Hangi hallerde OHAL ilan edilebilecek?
- Savaş hali
- Savaşı gerektirecek bir durumun baş göstermesi
- Ayaklanma olması veya vatan veya cumhuriyete karşı kuvvetli ve eylemli bir kalkışmanın veya ülkenin ve milletin bölünmezliğini içten veya dıştan tehlikeye düşüren şiddet hareketlerinin yaygınlaşması
- Anayasal düzeni veya temel hak ve hürriyetleri ortadan kaldırmaya yönelik yaygın şiddet hareketlerinin ortaya çıkması
- Kamu düzenin ciddi şekilde bozulması
- Tabii afet, tehlikeli salgın hastalıklar veya ağır ekonomik bunalım
Burada görüleceği üzerine OHAL ilan etme yetkisinin tek bir kişiye verilmesinin yanı sıra bu tek kişi “kamu düzenin ciddi şekilde bozuldu” diyerek OHAL ilan edebilecek. Çünkü kamu düzenin “ciddi” bir biçimde bozulup bozulmadığına bir kişi karar verecek ve hiç bir bireyin buna itiraz hakkı yok. Geniş ve keyfi yoruma müsait bu ve benzeri diğer bir kaç başlığı gerekçe gösterilerek sürekli OHAL ilan edilebilir.
27- Kamu tüzel kişilikleri sadece kanunla kurulabiliyordu.

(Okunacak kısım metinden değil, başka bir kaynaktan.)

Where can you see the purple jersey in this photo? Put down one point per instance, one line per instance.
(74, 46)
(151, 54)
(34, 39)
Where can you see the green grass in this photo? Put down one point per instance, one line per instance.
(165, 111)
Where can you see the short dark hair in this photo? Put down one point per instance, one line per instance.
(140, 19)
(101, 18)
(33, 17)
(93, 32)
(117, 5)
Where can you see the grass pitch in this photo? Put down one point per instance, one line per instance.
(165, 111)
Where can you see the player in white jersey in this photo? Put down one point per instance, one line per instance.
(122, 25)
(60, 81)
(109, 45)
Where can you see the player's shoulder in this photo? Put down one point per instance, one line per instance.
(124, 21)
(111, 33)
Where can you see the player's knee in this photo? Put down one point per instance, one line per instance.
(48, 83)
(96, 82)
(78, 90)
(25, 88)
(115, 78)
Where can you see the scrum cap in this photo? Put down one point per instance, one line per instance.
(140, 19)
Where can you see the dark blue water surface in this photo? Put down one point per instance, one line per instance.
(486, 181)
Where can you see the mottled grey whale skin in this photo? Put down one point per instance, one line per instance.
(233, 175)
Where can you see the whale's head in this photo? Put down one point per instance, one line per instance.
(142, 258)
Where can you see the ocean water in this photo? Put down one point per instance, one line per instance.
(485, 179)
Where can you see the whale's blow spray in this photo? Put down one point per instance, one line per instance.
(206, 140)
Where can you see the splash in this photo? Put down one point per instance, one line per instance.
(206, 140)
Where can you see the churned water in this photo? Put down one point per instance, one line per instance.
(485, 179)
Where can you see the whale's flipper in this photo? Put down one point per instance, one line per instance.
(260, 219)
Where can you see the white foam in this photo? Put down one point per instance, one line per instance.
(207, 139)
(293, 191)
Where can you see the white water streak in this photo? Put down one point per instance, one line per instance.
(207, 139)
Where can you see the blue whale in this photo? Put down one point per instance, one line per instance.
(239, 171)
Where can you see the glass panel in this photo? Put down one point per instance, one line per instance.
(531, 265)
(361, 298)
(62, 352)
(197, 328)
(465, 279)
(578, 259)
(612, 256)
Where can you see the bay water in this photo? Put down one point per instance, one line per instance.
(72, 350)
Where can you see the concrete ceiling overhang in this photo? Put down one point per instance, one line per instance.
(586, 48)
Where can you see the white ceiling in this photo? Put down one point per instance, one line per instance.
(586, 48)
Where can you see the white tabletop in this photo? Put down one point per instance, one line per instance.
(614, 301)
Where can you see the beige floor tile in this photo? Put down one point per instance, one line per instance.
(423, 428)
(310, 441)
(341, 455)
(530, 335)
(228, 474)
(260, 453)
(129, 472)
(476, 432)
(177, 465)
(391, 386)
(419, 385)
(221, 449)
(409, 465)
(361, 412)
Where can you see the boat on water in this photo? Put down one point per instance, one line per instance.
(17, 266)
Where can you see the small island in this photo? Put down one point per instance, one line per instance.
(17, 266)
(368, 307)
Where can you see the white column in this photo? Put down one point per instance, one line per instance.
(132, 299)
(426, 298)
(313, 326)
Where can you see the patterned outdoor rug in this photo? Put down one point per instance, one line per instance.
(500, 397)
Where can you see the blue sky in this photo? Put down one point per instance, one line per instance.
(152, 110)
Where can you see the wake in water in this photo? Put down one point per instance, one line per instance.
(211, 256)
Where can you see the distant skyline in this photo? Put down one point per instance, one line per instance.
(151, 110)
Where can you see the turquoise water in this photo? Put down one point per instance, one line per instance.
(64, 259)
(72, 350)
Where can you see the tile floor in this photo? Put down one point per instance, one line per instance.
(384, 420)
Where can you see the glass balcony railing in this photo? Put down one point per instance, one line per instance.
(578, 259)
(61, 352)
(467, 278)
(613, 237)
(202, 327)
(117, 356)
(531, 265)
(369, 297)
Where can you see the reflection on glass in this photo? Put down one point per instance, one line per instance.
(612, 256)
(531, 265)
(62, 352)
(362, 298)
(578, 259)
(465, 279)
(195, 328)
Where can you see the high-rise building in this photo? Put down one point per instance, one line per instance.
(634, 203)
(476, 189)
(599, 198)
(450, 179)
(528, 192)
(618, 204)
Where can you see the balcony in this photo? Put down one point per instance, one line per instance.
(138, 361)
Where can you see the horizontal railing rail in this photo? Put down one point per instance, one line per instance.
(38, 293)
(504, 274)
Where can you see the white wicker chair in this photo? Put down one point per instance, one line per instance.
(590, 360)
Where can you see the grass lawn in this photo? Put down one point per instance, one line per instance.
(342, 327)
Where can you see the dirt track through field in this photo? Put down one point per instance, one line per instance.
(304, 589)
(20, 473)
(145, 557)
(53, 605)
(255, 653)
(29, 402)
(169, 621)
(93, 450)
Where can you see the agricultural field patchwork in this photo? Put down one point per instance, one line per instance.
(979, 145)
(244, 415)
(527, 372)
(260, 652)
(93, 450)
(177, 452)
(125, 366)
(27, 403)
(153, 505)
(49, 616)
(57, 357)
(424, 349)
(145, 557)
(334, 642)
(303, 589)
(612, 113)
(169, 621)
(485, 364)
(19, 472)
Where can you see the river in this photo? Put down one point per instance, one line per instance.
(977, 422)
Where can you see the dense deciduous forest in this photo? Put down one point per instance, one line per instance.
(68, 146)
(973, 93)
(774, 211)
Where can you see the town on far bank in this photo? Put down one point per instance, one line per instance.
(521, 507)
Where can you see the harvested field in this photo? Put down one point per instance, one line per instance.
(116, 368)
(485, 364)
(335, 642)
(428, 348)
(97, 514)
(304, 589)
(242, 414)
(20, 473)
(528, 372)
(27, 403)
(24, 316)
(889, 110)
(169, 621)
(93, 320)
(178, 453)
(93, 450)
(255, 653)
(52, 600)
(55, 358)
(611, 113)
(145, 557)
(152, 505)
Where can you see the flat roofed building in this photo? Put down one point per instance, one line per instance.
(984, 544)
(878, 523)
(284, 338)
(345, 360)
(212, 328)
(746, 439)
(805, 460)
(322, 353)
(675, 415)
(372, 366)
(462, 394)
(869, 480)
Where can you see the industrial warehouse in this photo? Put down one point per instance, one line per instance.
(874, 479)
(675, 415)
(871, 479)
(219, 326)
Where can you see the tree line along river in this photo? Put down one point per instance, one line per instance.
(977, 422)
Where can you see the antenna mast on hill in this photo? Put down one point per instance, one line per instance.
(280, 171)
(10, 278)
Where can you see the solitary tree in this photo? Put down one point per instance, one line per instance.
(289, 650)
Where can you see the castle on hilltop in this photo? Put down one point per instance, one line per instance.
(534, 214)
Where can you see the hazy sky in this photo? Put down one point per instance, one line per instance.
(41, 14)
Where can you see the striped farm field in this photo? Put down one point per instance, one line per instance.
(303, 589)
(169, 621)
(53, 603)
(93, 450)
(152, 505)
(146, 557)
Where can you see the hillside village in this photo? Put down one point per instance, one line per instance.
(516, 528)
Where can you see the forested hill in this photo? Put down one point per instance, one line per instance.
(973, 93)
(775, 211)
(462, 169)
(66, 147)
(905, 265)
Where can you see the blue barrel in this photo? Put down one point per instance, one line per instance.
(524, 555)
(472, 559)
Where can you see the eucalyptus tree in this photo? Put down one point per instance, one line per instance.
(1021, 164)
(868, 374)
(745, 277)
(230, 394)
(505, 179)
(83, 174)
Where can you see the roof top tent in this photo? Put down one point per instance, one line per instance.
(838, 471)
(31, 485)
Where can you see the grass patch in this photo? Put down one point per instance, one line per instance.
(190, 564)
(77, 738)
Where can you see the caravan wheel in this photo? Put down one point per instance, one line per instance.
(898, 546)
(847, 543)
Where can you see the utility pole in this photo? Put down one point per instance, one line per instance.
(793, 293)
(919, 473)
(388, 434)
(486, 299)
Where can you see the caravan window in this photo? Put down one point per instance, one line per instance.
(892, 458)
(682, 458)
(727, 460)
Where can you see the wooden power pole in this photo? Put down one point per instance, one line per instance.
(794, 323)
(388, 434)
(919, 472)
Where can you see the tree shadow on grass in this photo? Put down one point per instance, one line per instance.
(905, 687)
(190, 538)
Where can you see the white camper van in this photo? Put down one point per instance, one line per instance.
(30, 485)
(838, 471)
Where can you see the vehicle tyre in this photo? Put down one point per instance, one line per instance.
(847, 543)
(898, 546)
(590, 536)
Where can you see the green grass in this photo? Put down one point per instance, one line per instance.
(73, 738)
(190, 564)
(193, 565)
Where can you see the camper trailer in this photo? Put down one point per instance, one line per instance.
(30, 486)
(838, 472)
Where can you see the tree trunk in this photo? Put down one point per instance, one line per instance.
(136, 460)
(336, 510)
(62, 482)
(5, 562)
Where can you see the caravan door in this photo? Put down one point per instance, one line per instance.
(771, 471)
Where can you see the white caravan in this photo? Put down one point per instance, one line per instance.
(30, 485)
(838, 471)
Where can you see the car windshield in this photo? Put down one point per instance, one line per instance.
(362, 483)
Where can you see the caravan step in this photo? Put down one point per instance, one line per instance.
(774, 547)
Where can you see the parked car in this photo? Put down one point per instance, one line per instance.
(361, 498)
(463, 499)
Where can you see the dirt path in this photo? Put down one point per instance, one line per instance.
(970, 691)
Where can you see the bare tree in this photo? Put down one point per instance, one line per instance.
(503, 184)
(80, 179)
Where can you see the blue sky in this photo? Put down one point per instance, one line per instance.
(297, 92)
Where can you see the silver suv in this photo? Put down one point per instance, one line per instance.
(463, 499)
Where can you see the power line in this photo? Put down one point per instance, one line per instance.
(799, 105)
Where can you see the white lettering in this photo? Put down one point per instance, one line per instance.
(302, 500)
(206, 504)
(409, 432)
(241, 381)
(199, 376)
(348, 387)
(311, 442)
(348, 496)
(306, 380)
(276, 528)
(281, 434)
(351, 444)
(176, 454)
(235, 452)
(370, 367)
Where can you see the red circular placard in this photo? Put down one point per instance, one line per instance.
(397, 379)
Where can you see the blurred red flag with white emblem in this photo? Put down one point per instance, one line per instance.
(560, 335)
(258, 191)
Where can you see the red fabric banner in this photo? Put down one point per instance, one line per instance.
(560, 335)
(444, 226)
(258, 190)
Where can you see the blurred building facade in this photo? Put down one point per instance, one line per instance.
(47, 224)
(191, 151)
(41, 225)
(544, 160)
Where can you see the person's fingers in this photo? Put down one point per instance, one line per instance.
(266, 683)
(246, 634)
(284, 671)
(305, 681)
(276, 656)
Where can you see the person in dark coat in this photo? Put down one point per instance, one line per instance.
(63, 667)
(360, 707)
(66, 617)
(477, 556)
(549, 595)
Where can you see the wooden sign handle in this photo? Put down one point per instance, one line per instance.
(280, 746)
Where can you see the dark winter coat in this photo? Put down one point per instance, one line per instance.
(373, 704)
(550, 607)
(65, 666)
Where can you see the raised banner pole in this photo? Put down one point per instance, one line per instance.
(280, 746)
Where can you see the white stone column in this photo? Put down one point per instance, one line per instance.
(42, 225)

Teklif ile kanunla veya cumhurbaşkanı kararnamesi ile kurulabilecek. Mahalli idareler Bakanlar Kurulu’nun izni ile birlik kurabiliyordu. Bu izin yetkisi cumhurbaşkanına veriliyor.
28- Cumhurbaşkanının tek başına yapacağı işlemler ile Yüksek Askerî Şûra’nın kararları karşı yargı yolu açılıyor.
29- Atatürk Kültür, Dil Ve Tarih Yüksek Kurumu başbakanlığa bağlı ilen cumhurbaşkanının görevlendirileceği bakana bağlı hale getiriliyor.
30- Askeri mahkemelerin tamamı kaldırılıyor. (Savaş halinde asker kişilerin işledikleri suçlar hariç)
31- Anayasa mahkemesinin 17 olan üye sayısı 15’e düşürülüyor. (Hatırlatma: Anayasa Mahkemesi’nin iki üyesi darbe girişimi sonrası ihraç edilmişti.)
32- HSYK’nın adı HSK (Hakimler Savcılar Kurulu) oluyor. 22 asıl, 17 yedek olan üye sayısı 12 asıla düşürülüyor. 3 olan daire sayısı 2’ye düşürülüyor.
33- Tasarıda bütçeyi Cumhurbaşkanı hazırlayıp Meclis’e sunması öngörülüyor. Yine tasarıya göre bütçe görüşmeleri sırasında bütçeye karşı milletvekilleri gider artırıcı veya gelirleri azaltıcı önerilerde bulunması yasaklanıyor. Mevcut durumda bütçe meclisten geçmezse hükümet düşüyor. Bu da hükümeti nispeten bütçeyi hazırlarken kontrol altında tutan bir durum. Getirilmek istenen sistemde ise Cumhurbaşkanı tarafından sunulan bütçe reddedilirse bunun hiçbir yaptırımı yok. Hatta bütçe reddedilse dahi tekrar oylama veya Cumhurbaşkanı’nın bütçeyi yeniden gözden geçirerek meclise sunması gibi bir durum söz konusu bile değil. Eğer bütçe reddedilirse bir önceki yılın bütçesi yeniden değerleme oranına göre arttırılarak uygulanacak. Yani diğer konularda olduğu gibi bütçede de meclisin ne dediğinin bir önemi olmayacak.